More parallel string-match algorithm hacking: re2xs

Last week, Matt Sergeant released a great little perl script, re2xs, which takes a set of simplified regexps, converts them to the subset of regular expression language supported by re2c, then uses that to build an XS module.

In other words, it offers the chance for SpamAssassin rules to be compiled into a trie structure in C code to match multiple patterns in parallel. Given that this is then compiled down to native machine code, it has the potential to be the fastest method possible, apart from using dedicated hardware co-processors.

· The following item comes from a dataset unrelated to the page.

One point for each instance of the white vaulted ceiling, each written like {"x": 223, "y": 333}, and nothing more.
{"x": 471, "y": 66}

Sure enough, Matt’s results were pretty good — he says, ‘I managed to match 10k regexps against 10k strings in 0.3s with it, which I think is fairly good.’ ;)

Unfortunately, turning this into something that works with SpamAssassin hasn’t been quite so easy. SpamAssassin rules are free to use the full perl regular expression language — and this language supports many features that re2c’s subset does not. So we need to extract/translate the rule regexps to simplified subsets. This has generally been the case with all parallel matching systems, anyway, so that’s not a massive problem.

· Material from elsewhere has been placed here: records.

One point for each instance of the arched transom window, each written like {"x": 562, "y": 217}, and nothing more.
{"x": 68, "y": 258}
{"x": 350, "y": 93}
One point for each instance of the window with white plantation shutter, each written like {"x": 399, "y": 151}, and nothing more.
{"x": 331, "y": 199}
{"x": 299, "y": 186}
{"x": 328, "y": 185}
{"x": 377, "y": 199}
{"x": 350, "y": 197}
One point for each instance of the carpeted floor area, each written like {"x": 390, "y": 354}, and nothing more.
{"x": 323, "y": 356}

More problematically, re2c itself does not support nested patterns — if one token is contained within another, e.g. “FOO” within “FOOD”, then the subsumed token will not be listed as a match. SpamAssassin rules, of course, are free to overlap or subsume each other, so an automated way to detect this is required.

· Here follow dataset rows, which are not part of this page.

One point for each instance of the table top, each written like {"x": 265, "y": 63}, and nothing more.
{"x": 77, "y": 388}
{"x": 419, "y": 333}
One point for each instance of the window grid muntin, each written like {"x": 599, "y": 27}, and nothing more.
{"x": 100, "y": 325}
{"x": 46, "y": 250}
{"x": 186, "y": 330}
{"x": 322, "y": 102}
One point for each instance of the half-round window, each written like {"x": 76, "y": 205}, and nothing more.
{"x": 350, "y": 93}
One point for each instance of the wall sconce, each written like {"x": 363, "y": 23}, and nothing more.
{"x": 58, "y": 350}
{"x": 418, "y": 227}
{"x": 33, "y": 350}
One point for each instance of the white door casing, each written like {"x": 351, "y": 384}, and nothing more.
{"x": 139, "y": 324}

For simple text patterns, this is easy enough to do using substring matching – e.g. “FOOD” =~ /\QFOO\E/ . Unfortunately, once any kind of sophisticated regexp functionality is available, this is no longer the case: consider /FOO*OD/ vs /FOO/ , /F[A-Z]OD/ vs /FO[M-P]/ , /F(?:OO|U)D/ vs /F(?:O|UU)?O/ .

The only way to do this is to either (a) fully parse the regexp, build the trie, and basically reimplement most of re2c to do this in advance; or (b) change the trie-generation code in re2c to support states returning multiple patterns, as Aho-Corasick does.

I requested support for this in re2c, but got a brush-off, unfortunately. So work continues…

In other news, that food poisoning thing I had back at the end of June has lingered on. It’s now pretty clear that it isn’t food poisoning or a stomach bug… but I still have no idea what it actually is. No fun :(

This entry was posted in Uncategorized. Bookmark the permalink. Both comments and trackbacks are currently closed.

5 Comments

  1. Luke
    Posted August 17, 2006 at 14:15 | Permalink

    “Last week, Matt Sergeant released a great little perl script, re2xs, which takes a set of simplified regexps, converts them to the subset of regular expression language supported by re2c, then uses that to build an XS module.”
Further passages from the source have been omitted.